I have an array of vectors that I want to be stored in Block RAM on a Virtex-5 using ISE 13.4. It is 32Kb which should fit in 1 BRAM but it is all being stored in logic. My system uses an AMBA APB bus so I check for a select line and an enable line. Please help me understand why this code isn't inferring a BRAM. Note: this is a dummy example which is simpler to understand and should help me with my other code.
architecture Behavioral of top is
type memory_array is array (63 downto 0) of std_logic_vector(31 downto 0);
signal memory : memory_array;
attribute ram_style: string;
attribute ram_style of memory : signal is "block";
begin
process(Clk)
begin
if(rising_edge(Clk)) then
if(Sel and Wr_en and Enable) = '1' then
memory(to_integer(Paddr(5 downto 0))) <= Data_in;
elsif(Sel and not Wr_en and Enable) = '1' then
Data_out <= memory(to_integer(Paddr(5 downto 0)));
end if;
end if;
end process;
end Behavioral;
I declare the ram_style of the array as block but the XST report says: WARNING:Xst:3211 - Cannot use block RAM resources for signal <Mram_memory>. Please check that the RAM contents is read synchronously.
It appears that the problem lies in a read_enable condition, but the Virtex 5 User Guide makes it sound like there is an enable and a write_enable on the BRAM hard blocks. I could drive the output all the time, but I don't want to and that would waste power. Any other ideas?

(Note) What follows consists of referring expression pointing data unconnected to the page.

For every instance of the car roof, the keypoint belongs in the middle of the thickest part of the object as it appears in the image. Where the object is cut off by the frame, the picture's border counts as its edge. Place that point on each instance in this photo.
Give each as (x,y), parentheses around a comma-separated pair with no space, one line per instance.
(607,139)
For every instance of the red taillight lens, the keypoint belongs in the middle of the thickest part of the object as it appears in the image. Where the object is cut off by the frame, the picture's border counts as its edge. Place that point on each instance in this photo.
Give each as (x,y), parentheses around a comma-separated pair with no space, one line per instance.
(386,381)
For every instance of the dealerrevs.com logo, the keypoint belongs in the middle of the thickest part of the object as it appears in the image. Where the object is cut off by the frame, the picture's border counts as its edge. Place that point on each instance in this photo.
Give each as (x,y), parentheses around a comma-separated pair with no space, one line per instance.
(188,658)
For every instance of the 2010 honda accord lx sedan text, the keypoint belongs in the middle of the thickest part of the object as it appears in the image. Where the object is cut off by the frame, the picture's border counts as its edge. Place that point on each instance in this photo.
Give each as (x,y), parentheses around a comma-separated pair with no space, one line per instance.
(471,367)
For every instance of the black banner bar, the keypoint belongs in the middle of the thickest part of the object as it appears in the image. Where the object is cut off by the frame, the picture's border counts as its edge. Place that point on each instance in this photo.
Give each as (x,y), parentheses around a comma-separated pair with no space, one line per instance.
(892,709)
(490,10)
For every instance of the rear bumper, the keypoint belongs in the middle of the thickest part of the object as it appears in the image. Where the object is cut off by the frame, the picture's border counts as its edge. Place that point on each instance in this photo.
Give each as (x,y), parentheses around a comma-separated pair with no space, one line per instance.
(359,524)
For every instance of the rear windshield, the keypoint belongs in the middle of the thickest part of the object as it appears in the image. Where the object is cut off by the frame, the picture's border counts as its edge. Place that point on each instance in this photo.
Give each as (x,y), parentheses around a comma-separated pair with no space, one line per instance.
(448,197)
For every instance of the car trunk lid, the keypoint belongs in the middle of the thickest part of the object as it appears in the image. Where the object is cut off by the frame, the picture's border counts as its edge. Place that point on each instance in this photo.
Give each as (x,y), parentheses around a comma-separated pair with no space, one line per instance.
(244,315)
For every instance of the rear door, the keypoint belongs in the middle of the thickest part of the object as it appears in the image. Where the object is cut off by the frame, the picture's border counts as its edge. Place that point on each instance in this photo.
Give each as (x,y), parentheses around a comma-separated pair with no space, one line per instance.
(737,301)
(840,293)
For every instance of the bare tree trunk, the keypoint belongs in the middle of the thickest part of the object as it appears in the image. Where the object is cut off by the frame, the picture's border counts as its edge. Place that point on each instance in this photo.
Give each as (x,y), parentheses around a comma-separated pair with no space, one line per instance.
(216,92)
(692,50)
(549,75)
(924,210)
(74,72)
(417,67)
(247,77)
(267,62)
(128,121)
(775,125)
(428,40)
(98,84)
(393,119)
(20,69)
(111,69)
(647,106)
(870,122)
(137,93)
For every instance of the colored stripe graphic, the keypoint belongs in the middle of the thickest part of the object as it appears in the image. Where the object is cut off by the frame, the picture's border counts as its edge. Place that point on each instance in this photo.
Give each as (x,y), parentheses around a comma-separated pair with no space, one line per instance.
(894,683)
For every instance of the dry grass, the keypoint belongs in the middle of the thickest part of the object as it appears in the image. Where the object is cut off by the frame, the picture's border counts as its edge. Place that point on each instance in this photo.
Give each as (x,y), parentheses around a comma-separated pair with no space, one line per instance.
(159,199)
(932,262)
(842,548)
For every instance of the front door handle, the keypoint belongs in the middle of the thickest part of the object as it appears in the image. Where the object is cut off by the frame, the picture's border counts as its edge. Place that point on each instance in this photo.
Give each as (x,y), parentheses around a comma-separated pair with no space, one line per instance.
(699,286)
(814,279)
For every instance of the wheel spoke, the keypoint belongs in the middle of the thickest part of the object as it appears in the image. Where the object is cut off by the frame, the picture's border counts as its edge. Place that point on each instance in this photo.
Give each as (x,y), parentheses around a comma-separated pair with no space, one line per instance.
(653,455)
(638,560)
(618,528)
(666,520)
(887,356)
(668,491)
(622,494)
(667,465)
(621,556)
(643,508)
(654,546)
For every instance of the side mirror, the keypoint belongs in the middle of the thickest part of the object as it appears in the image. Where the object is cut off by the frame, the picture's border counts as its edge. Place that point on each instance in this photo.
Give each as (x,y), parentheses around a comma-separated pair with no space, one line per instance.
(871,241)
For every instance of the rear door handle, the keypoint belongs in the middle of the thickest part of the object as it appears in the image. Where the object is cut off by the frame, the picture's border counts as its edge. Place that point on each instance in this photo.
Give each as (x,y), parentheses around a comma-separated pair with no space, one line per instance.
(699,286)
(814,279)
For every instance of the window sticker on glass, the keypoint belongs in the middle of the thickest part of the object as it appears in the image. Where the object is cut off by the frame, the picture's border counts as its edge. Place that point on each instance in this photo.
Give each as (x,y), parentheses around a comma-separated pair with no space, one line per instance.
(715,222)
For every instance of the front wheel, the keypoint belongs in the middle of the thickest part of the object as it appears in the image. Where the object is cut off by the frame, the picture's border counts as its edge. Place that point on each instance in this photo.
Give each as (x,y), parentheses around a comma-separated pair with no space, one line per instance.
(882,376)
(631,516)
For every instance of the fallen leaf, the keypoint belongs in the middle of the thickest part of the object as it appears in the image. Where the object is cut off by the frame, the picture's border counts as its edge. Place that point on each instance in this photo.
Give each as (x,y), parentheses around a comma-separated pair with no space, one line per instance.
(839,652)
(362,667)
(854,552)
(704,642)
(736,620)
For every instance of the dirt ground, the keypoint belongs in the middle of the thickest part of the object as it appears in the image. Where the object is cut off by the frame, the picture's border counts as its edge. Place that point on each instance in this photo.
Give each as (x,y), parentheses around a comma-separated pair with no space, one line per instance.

I tried many different combinations and here is the only one I got to work:
en_BRAM <= Sel and Enable;
process(Clk)
begin
if(rising_edge(Clk)) then
if(en_BRAM = '1')then
if(Wr_en = '1') then
icap_memory(to_integer(Paddr(5 downto 0))) <= Data_in;
else
Data_out <= icap_memory(to_integer(Paddr(5 downto 0)));
end if;
end if;
end if;
end process;
So I think the enable needs to be on the whole RAM and it can only be 1 signal. Then the write enable can also only be 1 signal and the read has to be only an else statement (not if/elsif). This instantiates a BRAM according to XST in ISE 13.3 on Windows 7 64-bit.